Thursday, July 30, 2009

Galatians

I've been thinking a little about Galatians and polygamy today. Paul's letter to the Galatians was written some time between AD54 and AD 57-between the 2nd and 3rd missionary journeys. This letter to the Galatian churches is a personal one. At times, it seems almost loving; others full of anger. This letter was written to address a major controversy in the early Christian church.

False teachers were commanding early Christians to follow the Law of Moses, in order to be counted as the Children of God. Paul is angry that they are still preaching the Old covenant, even though Christ had already paid that debt in Holy blood. Early Christians were no longer required to provide daily sacrifices to atone for their failing to follow a Law that no one among us is perfect enough to keep. Paul speaks of moving away from the rigidness of the "Thou shalt nots" and the endless reinterpretations and human laws built to bubble and enforce these 10 commandments.

Paul's letter teaches us about the new covenant. We are moved out of a time of salvation by following the letter of a Law and into a period of freedom where we are guided by a Holy Spirit to act with hearts of faith, goodness, kindness, and peace. This Spirit is gentle, nurturing, and roams among us almost as a guiding Mother, instead of the distant Father of Old. This is the theological equivalent of a 180. Our debt was paid and we only had to have enough faith to believe it, accept the free gift, and ask God directly to forgive our human failings. Under the New Covenant, a heart of worship, a strong faith, and the righteous actions that flow naturally from those were more important than the works of a human hand.

These new ideas were pretty hard for some to shallow. The safe, familiar darkness that they had been taught all their lives was much more comforting than stepping outside the chains, into something new and full of wonder.

This is not altogether unlike a person choosing to welcome a marriage of three, instead of the dyad couplings we have all been taught. You have to step outside the familiar pronouns, attitudes, and jealousy to adopt a viewpoint that others may resist. One must have love, openness, honesty, transparency, selflessness, and take a risk of rejection with two people-instead of one. This choice requires a little teaching of your friends and family about a new idea and a larger family structure with even more love to spread around. There are new challenges, new obstacles, new ideas, new language, and new opportunities. You will be judged for your beliefs. All that once celebrated your old routines, will not accept your new path. You will lose someone close to you. If you make the good choices, you will gain something fought for and full of wonder.


Galatians 5:22-23: For these are the Fruits of the Spirit: love, joy, peace, patience, kindness, goodness, gentleness, and self-control. Against such things there is no law.
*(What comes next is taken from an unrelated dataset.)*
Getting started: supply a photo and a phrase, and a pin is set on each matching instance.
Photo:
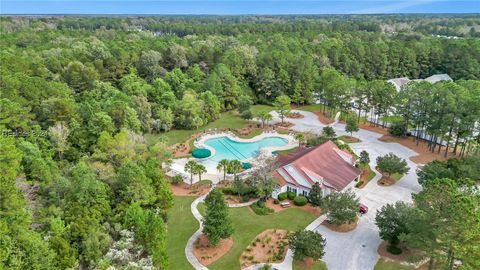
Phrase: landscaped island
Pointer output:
(168, 142)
I want to build a family that celebrates these Fruits. I want my children to be like the seeds that fall on good soil, well cared for and loved. I want a family that can celebrate with me a new covenant of three, instead of a dyad of two. I don't want to be wedged between another couple, but accepted as the third point on a triangle, equal, trusted to support my partners, and connected to something larger than myself.